In our opinion, the making of a representation on the penalty proposed at the second stage does not mean that at that stage the Government servant can canvass only the question of the quantum or nature of the punishment At that stage the Government servant can also urge that the charges levelled against him have not been proved or established and that no penalty of any kind should be imposed on him or that on the findings reached at the enquiry the proposed penalty should not be imposed on him. The right of making a representation on the penalty proposed would become meaningless and futile if the right is to be confined only to the quantum or nature of the punishment. It is thus plain that even at the second stage the delinquent Government servant is heard and has to be heard in respect of the charges which formed the subject-matter of investigation at the enquiry.

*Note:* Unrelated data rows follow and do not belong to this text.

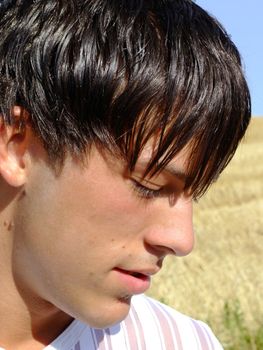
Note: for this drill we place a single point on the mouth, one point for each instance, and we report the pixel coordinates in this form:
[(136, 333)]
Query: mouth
[(134, 282)]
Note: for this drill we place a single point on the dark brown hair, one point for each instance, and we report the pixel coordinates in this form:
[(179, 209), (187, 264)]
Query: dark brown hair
[(118, 72)]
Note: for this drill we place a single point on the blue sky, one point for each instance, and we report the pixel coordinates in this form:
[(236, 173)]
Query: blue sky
[(243, 20)]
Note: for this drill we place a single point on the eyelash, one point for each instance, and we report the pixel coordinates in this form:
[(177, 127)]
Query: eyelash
[(145, 192)]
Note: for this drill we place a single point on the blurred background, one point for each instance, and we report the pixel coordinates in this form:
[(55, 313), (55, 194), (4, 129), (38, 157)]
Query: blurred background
[(221, 281)]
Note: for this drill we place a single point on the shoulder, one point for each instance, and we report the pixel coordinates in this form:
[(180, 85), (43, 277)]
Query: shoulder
[(167, 328), (150, 325)]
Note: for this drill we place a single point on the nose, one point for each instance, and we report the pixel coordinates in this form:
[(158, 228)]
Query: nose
[(171, 230)]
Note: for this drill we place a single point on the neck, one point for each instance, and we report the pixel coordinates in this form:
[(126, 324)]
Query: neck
[(27, 321)]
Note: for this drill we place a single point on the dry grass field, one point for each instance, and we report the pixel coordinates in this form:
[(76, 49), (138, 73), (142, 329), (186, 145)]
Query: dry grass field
[(221, 281)]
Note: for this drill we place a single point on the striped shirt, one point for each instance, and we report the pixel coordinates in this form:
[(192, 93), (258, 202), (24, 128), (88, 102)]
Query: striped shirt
[(149, 325)]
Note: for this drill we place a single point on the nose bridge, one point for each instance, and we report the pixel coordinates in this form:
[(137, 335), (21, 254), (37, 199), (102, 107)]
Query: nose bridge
[(171, 229)]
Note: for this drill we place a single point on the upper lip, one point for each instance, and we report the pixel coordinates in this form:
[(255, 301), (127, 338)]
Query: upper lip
[(145, 271)]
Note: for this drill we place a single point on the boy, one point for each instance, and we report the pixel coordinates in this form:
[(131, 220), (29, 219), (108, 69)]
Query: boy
[(115, 115)]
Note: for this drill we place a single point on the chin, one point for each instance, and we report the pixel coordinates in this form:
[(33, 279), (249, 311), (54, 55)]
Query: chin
[(108, 316)]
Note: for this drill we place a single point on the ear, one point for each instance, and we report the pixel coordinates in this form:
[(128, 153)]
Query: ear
[(14, 141)]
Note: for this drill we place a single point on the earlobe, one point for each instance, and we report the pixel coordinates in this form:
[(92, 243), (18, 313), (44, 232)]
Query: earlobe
[(14, 139)]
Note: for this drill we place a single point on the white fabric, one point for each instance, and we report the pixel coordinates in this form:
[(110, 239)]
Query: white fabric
[(149, 325)]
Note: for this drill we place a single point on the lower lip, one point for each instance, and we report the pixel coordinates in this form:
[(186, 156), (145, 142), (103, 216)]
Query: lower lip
[(133, 285)]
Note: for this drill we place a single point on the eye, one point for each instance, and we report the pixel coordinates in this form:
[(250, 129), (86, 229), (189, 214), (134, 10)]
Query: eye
[(146, 192)]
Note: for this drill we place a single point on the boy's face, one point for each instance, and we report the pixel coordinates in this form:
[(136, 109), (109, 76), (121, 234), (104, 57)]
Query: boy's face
[(79, 236)]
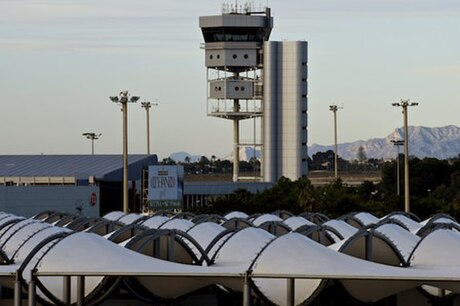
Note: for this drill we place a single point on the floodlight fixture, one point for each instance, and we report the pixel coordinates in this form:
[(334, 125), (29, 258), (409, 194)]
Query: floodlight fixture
[(147, 105), (334, 108)]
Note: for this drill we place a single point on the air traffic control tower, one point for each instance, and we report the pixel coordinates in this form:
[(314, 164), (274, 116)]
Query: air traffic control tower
[(250, 77)]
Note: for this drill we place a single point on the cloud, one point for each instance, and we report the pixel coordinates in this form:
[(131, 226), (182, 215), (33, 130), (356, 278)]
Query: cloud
[(451, 70)]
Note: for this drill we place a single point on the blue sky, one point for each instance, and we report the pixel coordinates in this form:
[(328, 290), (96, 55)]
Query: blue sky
[(61, 59)]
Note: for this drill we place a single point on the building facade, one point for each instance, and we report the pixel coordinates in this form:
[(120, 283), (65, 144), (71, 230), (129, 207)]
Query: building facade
[(250, 77)]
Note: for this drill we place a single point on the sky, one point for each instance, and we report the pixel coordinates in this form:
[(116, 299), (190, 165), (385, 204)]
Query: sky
[(60, 60)]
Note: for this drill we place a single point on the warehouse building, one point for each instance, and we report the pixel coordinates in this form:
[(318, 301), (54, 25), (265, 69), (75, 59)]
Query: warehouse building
[(90, 185)]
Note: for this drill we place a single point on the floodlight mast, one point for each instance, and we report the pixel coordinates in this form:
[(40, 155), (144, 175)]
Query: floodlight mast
[(93, 136), (334, 108), (124, 98), (404, 104), (147, 105)]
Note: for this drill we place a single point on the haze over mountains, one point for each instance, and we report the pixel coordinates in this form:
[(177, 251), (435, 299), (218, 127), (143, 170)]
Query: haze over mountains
[(438, 142)]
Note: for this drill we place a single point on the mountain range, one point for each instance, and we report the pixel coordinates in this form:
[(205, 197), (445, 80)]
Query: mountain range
[(437, 142)]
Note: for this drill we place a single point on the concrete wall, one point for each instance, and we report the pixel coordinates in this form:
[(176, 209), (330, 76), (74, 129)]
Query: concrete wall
[(30, 200)]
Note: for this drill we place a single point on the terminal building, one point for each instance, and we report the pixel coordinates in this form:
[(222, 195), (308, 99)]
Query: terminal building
[(248, 78), (89, 185)]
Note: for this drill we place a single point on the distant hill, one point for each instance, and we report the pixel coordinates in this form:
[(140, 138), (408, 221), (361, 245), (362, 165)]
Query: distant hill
[(439, 142), (180, 157)]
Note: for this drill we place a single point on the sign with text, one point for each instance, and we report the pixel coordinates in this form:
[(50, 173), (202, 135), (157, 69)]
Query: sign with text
[(165, 187)]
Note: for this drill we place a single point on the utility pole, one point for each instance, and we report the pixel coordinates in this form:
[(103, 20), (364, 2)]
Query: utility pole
[(93, 137), (124, 98), (404, 104), (147, 105), (397, 143), (334, 108)]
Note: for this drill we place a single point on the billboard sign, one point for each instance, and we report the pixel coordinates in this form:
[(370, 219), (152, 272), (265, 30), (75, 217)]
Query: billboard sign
[(165, 187)]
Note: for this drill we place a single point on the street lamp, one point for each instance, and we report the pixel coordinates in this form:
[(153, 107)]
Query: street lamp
[(93, 137), (334, 109), (404, 104), (147, 105), (124, 98), (397, 143)]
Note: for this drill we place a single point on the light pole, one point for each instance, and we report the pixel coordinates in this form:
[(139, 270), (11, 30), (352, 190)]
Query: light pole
[(93, 137), (147, 105), (334, 108), (404, 104), (397, 143), (124, 98)]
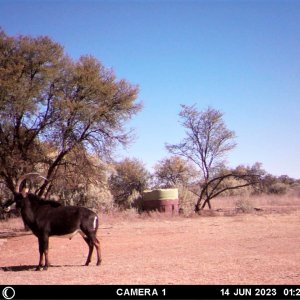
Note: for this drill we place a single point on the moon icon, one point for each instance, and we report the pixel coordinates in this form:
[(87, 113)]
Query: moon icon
[(8, 293)]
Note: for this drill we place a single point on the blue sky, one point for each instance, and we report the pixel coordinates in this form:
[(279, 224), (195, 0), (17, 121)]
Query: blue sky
[(240, 57)]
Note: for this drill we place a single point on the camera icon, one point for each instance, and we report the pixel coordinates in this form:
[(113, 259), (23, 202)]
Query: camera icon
[(8, 293)]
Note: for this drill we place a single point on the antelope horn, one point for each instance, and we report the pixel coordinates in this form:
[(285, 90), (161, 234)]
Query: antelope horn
[(23, 177)]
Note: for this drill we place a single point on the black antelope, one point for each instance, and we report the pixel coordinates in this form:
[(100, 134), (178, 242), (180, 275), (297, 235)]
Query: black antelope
[(50, 218)]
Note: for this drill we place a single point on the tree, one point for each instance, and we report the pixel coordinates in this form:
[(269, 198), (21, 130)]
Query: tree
[(128, 181), (206, 144), (174, 171), (51, 106)]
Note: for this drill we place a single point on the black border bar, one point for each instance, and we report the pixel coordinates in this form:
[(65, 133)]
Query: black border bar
[(9, 292)]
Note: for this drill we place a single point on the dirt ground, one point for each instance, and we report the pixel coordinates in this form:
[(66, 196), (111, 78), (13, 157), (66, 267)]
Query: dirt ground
[(240, 249)]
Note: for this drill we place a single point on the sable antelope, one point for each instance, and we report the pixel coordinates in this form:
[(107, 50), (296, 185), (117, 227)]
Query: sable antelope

If, as we think, the delinquent Government servant is given a hearing at the second stage before the disciplinary and punishing authority in respect of the charges which formed the subject-matter of investigation at the enquiry then there can be no basis for contending that as at the second stage a representation is confined only to the quantum of nature of punishment, the disciplinary authority must necessarily itself hold the enquiry contemplated by the amended Article 311(2). The amendment made in Article 311(2) does not in any way dislodge the proposition laid down in Pradyat Kumar's Case, 1955-2 SCR 1331 = (AIR 1956 SC 285) (supra) that the actual conduct of an enquiry can be entrusted by the disciplinary authority to any other official. The contention of the learned counsel for the petitioner that the enquiry held by Shri Ansari was in contravention of the amended Article 311(2) and illegal cannot be accepted.
8. For the foregoing reasons, this petition must be and is dismissed with costs. Counsel's fee is fixed at Rs. 150. The outstanding amount of the security deposit after deduction of costs shall be refunded to the petitioner.